Requests for Disclosure of PHI From Spouses, Family Members, and Friends
The Company will not disclose PHI to family and friends of any individual except as required or permitted by HIPAA. Generally, an authorization is required before another party, including spouse, family member, or friend, will be able to access PHI.
If the request for disclosure of an individual’s PHI is from a spouse, family member, or personal friend of an individual, and the spouse, family member, or personal friend is either (1) the parent of the individual and the individual is a minor child; or (2) the personal representative of the individual, then the PHI may be released by following the procedure below for “Verification of Identity of Those Requesting Protected Health Information.”
All other requests from spouses, family members, and friends must be authorized by the individual whose PHI is involved pursuant to the procedures for “Disclosures Pursuant to Individual Authorization.”

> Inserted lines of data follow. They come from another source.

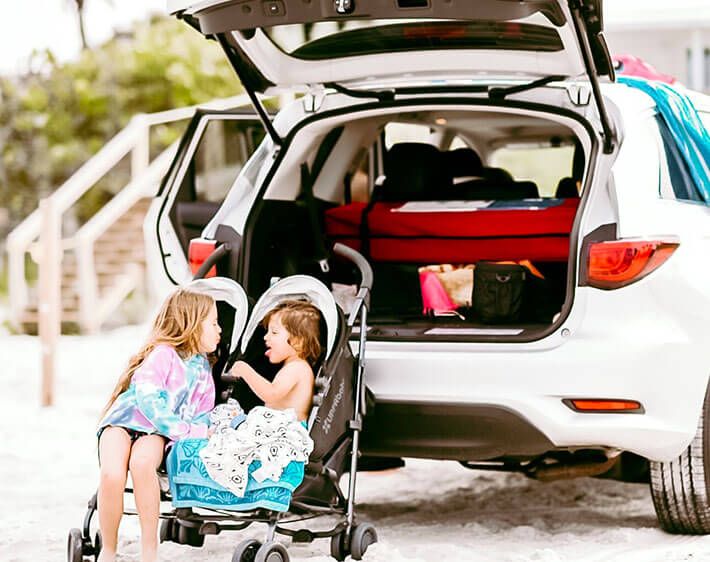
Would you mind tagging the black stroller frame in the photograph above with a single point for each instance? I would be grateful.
(318, 495)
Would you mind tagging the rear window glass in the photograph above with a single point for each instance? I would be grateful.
(544, 165)
(313, 43)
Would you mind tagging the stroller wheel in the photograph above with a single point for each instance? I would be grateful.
(272, 552)
(246, 551)
(337, 547)
(363, 535)
(166, 530)
(190, 535)
(75, 546)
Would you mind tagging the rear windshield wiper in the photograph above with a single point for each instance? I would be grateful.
(495, 93)
(499, 93)
(379, 95)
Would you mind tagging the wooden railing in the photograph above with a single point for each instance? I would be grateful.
(144, 182)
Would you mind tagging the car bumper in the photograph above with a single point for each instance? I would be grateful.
(471, 401)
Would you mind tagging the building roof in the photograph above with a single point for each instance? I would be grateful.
(656, 14)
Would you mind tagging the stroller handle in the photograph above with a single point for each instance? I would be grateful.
(359, 260)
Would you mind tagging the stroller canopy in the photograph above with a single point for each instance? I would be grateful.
(231, 292)
(296, 287)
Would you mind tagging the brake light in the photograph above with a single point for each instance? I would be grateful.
(198, 252)
(618, 263)
(604, 406)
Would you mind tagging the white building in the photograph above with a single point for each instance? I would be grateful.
(673, 36)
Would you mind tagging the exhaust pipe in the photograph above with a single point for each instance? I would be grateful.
(561, 471)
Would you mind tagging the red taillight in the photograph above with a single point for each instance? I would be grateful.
(199, 251)
(604, 406)
(617, 263)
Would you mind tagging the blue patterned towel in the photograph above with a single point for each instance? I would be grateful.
(191, 486)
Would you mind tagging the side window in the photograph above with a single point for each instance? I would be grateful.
(224, 147)
(673, 166)
(543, 164)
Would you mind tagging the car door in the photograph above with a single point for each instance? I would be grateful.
(209, 162)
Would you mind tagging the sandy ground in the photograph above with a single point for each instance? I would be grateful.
(427, 511)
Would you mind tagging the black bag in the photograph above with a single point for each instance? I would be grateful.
(498, 292)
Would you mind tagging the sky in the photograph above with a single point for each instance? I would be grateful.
(37, 24)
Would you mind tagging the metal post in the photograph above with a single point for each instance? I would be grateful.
(49, 294)
(140, 153)
(697, 61)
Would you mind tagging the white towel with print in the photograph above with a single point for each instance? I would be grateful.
(273, 437)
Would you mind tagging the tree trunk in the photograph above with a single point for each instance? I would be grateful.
(80, 14)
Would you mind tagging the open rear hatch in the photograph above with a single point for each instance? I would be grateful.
(379, 45)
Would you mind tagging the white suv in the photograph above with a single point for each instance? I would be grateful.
(430, 132)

Verification of Identity of Those Requesting Protected Health Information
The identity of individuals who request access to PHI will be verified. The authority of any person requesting access to PHI will be verified if the identity or authority of such person is not known.

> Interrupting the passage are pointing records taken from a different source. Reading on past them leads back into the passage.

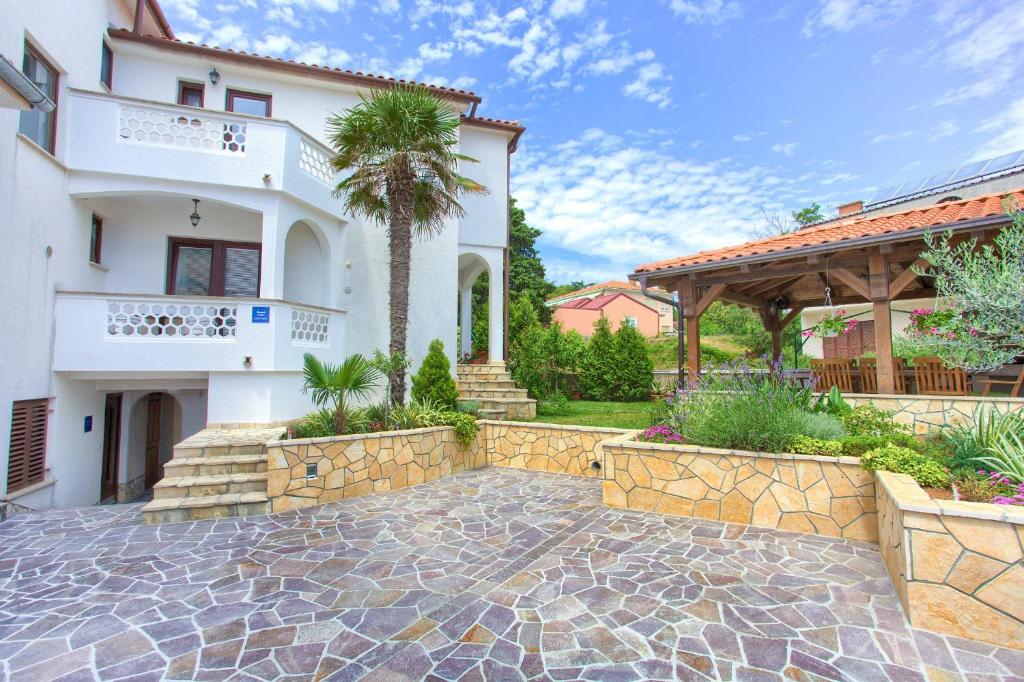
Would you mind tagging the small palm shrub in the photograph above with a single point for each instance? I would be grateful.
(433, 382)
(925, 470)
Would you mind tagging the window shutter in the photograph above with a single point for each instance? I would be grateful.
(27, 460)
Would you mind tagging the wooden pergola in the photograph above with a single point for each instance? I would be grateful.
(859, 258)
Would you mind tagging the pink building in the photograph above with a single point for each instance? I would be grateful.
(582, 313)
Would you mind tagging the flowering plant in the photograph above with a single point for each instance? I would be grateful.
(834, 324)
(662, 433)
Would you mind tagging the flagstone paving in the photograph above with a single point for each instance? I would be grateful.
(495, 573)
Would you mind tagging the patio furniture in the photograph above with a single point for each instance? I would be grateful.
(986, 383)
(869, 375)
(836, 372)
(935, 378)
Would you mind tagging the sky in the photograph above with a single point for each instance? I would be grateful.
(657, 128)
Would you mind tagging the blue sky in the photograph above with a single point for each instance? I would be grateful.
(656, 128)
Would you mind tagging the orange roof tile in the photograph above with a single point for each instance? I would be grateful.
(852, 227)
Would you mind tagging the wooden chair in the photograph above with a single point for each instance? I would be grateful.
(827, 373)
(869, 375)
(935, 378)
(1015, 384)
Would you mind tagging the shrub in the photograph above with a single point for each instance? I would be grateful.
(433, 382)
(821, 448)
(868, 420)
(597, 369)
(821, 426)
(633, 373)
(925, 470)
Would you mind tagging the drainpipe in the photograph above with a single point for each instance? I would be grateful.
(677, 305)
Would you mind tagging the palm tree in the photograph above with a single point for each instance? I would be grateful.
(400, 145)
(356, 377)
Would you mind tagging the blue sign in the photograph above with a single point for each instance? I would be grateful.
(261, 314)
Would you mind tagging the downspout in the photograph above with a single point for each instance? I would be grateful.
(678, 306)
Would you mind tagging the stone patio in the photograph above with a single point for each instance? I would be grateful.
(494, 573)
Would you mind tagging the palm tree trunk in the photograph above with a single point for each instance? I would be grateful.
(400, 247)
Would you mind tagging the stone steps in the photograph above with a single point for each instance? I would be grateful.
(205, 486)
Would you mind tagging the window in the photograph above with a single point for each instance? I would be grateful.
(96, 239)
(27, 459)
(190, 94)
(206, 267)
(107, 67)
(36, 125)
(248, 102)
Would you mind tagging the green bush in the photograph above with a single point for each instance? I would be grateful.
(633, 373)
(433, 382)
(868, 420)
(821, 448)
(598, 368)
(925, 470)
(821, 426)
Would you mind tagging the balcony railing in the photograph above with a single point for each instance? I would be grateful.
(105, 332)
(135, 137)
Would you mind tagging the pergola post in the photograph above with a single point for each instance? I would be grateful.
(878, 275)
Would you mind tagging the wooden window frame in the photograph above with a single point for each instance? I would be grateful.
(192, 85)
(34, 441)
(51, 143)
(96, 240)
(232, 94)
(217, 263)
(107, 53)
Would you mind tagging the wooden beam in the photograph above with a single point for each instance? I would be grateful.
(851, 281)
(713, 293)
(901, 281)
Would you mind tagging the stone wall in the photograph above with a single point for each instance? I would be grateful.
(355, 465)
(825, 496)
(550, 448)
(957, 566)
(927, 412)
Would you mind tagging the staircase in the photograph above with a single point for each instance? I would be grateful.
(213, 474)
(492, 386)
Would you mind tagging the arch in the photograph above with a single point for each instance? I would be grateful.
(306, 259)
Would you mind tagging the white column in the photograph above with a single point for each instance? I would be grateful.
(466, 320)
(496, 310)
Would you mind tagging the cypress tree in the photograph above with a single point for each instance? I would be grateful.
(433, 382)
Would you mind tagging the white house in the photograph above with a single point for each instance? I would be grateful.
(171, 244)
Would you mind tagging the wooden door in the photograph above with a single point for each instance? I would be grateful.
(112, 446)
(156, 401)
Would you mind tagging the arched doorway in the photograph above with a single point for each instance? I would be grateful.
(305, 265)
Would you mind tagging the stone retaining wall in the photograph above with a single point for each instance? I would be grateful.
(957, 566)
(821, 495)
(355, 465)
(550, 448)
(924, 413)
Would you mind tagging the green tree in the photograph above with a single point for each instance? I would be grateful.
(433, 382)
(333, 385)
(400, 145)
(598, 368)
(633, 372)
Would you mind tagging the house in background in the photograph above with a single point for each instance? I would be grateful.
(581, 314)
(172, 246)
(629, 289)
(993, 176)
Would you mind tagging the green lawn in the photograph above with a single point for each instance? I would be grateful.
(591, 413)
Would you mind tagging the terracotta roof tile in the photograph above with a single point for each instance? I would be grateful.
(852, 227)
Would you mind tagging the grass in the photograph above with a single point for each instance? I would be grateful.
(592, 413)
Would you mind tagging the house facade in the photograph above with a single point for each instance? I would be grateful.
(172, 245)
(665, 311)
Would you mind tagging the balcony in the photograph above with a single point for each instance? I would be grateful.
(102, 333)
(144, 139)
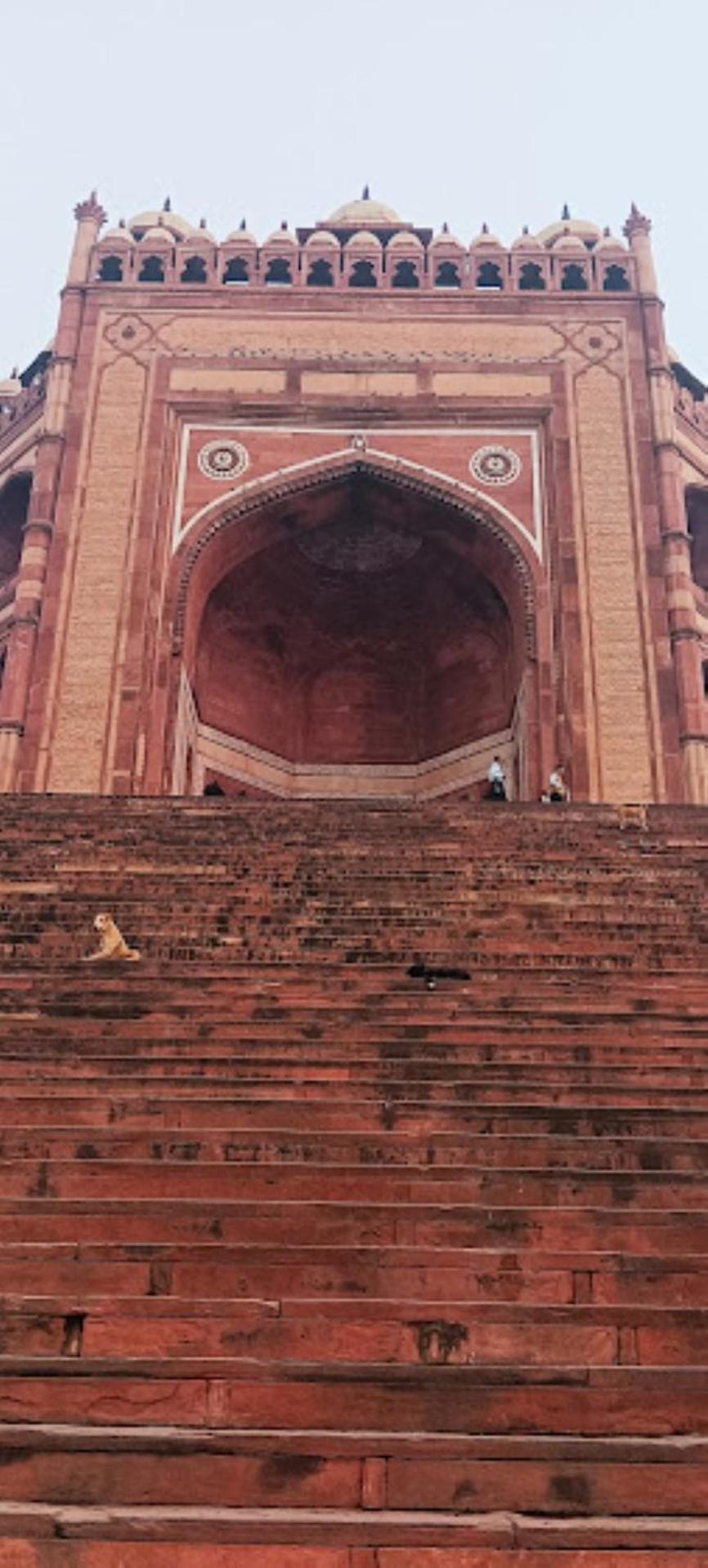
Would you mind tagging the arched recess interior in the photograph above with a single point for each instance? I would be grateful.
(361, 617)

Request Made by Individual. When an individual requests access to his or her own PHI, the individual must present a valid driver’s license, passport, or other photo identification issued by a government agency, which will be copied and filed with the individual’s designated record set.
Request Made by Parent Seeking PHI of Minor Child. When an individual parent requests access to the PHI of the parent’s minor child, the person’s relationship with the child will be verified, and the same identification procedure will be followed as for an individual request.
Request Made by Personal Representative. When a personal representative requests access to an individual’s PHI, a valid power of attorney will be copied and filed with the individual’s designated record set.
Request Made by Public Official. If a public official requests access to PHI, and if the request is for one of the purposes set forth above in “Mandatory Disclosures of PHI,” or “Permissive Disclosures of PHI,” the following steps will be followed to verify the official’s identity and authority:
- An agency identification badge, other official credentials, or other proof of government status will be copied and filed with the individual’s designated record set.
- If the request is in writing, it will be verified that the request is on the appropriate government letterhead.
- If the request is by a person purporting to act on behalf of a public official, a written statement on appropriate government letterhead will be requested stating that the person is acting under the government’s authority, or other evidence or documentation of agency, such as a contract for services, memorandum of understanding, or purchase order, that establishes that the person is acting on behalf of the public official.
- A written statement of the legal authority under which the information is requested or, if a written statement would be impracticable, an oral statement of such legal authority will also be required. If the individual’s request is made pursuant to legal process, warrant, subpoena, order, or other legal process issued by a grand jury or a judicial or administrative tribunal, contact the Company’s Partners.